LA CONTRAPROGRAMACIÓN DE HARTAZGO

Dependiente y cliente mantienen una acalorada conversación. Uno, el segundo (con o sin razón perenne) insiste en adquirir un televisor que no se apague nunca, es decir, que siempre esté encendido. El dependiente, que depende de su puesto de trabajo para mantener la cordura, insiste en que ese tipo de tele no se ha inventado. El cliente se irrita cuando oye y/o escucha un 'no puede ser' o un 'pero' y vuelve al ataque.

El dependiente se llama Eusebio Estevelatele (sí, es apellido compuesto) y el cliente Federico Hartazgo Sonado. Eusebio arrastra una crisis personal que sabe bien cómo fomentar su jefa Menuda García Estafa; suelta frasecitas tales como: Aquí nadie es imprescindible y a tí te encontré en la calle, Eusebio, así que ponte las pilas y vende, vende, vende... Eusebio, inseguro por naturaleza lo lleva como puede. Su mujer le abandonó sin previo aviso hace ahora un año y ahora Fedeico Hartazgo Sonado le está golpeando fuerte.

Para salir de esta engorrosa situación, Eusebio improvisa un plan que consiste fundamentalmente en ausentarse por un momento de la escena con Hartazgo.
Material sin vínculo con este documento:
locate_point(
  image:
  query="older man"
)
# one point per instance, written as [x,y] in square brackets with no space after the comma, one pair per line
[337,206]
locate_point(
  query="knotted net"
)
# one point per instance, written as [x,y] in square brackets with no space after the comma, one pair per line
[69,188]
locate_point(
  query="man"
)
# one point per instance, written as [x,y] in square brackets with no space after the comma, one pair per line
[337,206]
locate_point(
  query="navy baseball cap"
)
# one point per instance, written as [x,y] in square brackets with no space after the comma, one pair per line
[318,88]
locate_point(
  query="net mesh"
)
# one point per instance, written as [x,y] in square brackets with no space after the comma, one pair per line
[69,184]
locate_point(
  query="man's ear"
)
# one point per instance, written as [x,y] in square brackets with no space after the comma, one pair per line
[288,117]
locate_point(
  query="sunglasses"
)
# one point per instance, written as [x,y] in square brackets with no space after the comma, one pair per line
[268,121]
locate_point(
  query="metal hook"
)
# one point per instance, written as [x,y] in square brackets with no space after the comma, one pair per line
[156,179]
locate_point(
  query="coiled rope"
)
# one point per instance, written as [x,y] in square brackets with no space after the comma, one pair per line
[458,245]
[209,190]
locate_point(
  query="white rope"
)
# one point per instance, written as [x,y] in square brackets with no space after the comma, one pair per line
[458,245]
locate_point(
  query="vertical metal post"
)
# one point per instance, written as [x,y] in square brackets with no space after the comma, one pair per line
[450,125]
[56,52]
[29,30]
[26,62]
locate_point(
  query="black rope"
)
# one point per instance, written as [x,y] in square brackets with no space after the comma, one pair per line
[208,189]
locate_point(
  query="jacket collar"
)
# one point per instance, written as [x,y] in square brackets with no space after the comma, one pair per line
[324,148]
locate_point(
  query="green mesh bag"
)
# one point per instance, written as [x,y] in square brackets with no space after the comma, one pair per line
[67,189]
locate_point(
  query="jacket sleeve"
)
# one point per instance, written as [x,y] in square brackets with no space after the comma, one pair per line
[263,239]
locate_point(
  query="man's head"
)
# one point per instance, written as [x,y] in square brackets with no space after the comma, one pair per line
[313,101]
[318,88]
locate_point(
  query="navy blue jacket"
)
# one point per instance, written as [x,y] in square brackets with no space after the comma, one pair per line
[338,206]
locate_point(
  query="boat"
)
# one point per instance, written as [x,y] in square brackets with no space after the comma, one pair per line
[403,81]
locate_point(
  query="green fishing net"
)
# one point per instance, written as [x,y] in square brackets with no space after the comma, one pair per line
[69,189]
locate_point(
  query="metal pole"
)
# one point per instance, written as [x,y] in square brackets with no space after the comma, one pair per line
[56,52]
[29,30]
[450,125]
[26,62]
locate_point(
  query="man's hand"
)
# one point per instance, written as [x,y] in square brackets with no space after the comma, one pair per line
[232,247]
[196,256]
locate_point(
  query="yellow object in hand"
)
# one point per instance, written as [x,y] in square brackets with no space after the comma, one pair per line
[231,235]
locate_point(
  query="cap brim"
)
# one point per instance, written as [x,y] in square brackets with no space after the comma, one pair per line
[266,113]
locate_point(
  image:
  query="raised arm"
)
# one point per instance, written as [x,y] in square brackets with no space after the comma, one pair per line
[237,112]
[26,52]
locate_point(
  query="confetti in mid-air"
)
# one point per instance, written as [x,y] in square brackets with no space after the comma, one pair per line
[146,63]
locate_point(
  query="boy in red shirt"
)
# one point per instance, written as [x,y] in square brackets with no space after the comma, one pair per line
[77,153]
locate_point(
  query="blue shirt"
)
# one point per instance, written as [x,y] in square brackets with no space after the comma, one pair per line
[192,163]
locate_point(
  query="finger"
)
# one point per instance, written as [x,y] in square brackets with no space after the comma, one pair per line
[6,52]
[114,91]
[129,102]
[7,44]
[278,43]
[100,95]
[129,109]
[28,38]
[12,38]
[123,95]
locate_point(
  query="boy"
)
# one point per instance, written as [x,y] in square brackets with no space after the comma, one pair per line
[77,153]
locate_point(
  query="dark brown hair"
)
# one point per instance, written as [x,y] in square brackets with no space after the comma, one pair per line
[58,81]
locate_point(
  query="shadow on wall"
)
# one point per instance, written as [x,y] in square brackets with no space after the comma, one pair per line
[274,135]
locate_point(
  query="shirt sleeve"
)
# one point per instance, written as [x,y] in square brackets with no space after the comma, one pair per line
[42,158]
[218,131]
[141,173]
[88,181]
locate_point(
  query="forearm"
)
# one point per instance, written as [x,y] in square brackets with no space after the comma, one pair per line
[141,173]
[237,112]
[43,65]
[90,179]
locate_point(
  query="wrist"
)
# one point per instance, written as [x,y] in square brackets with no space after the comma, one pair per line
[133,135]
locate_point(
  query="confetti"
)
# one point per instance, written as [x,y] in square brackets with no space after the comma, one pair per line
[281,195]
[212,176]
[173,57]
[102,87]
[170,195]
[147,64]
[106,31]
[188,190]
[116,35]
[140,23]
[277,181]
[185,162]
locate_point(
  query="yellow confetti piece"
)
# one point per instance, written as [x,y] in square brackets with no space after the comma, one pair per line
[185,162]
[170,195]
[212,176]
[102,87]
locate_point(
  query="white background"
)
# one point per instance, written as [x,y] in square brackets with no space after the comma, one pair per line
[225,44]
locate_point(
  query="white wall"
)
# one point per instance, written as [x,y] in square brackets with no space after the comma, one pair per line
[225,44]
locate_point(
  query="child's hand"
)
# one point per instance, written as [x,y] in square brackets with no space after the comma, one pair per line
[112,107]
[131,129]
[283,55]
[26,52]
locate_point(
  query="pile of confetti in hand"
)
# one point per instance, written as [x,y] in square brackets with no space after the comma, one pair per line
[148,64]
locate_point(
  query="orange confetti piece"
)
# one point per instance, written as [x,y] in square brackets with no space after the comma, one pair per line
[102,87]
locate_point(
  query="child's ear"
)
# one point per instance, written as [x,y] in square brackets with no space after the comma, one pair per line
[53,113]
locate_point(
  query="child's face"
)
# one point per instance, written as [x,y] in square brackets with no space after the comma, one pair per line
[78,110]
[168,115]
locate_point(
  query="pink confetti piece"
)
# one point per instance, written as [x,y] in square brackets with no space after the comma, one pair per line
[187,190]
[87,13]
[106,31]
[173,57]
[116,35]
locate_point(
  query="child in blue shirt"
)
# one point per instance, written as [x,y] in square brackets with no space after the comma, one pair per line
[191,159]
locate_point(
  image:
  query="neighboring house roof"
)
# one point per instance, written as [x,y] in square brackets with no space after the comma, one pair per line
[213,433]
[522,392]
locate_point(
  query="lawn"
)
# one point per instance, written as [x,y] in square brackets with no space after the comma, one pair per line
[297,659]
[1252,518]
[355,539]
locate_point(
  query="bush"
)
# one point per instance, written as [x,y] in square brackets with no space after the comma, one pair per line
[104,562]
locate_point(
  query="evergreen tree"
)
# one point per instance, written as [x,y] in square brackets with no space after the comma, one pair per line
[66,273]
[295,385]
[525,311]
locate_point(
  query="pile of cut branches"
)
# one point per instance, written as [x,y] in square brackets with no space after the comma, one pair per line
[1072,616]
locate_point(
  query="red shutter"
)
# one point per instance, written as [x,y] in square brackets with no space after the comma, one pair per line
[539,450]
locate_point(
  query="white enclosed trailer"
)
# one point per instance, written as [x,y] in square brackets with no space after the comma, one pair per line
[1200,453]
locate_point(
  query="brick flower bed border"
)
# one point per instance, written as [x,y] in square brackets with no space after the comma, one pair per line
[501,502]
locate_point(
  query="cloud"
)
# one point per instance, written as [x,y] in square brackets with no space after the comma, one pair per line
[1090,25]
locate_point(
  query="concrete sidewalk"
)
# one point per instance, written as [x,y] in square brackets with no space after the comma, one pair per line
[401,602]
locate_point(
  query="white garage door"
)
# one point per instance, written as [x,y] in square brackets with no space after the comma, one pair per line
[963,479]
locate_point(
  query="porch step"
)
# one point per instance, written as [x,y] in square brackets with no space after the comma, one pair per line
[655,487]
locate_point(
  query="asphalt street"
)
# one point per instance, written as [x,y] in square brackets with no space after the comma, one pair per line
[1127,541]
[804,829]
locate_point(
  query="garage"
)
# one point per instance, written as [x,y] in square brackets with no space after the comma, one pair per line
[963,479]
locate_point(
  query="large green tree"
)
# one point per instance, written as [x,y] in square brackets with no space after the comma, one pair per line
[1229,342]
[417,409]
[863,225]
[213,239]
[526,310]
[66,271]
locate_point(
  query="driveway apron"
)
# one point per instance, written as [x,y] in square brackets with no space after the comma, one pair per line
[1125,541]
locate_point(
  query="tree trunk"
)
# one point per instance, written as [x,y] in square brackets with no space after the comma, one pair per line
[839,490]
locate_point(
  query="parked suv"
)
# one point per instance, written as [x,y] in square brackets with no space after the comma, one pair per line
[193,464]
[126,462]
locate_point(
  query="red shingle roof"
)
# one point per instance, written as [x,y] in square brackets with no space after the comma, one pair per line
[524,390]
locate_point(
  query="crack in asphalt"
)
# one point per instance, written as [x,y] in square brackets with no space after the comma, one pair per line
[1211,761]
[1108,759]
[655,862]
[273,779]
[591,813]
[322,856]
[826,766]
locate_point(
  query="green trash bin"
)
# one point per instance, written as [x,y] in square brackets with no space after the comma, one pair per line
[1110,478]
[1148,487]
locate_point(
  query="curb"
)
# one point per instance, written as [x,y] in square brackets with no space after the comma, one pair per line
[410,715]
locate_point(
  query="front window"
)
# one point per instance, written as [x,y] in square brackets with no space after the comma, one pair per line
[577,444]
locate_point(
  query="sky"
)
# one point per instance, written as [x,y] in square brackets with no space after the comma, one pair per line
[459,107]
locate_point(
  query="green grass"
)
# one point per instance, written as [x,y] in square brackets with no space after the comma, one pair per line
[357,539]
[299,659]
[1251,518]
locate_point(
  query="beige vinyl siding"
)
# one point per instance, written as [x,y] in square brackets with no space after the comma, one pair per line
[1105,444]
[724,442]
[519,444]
Se baja al almacen a por un modelo descatalogado y polvoriento a ver si cuela. Una vez en el sótano una voz profunda le llama desde el fondo. Es grave (como la del narrador del vídeo de Thriller) y tenebrosa pero nítida e incluso amigable. Sale de un televisor Telefunken Pal Color de los 80. Es un tipo muy feo con cara de pipa que pide ser entregado al viejo Hartazgo... a cambio garantiza no apagarse jamás y sintonizar (y/o conectar con el canal que quiera su dueño... sea el contenido que sea).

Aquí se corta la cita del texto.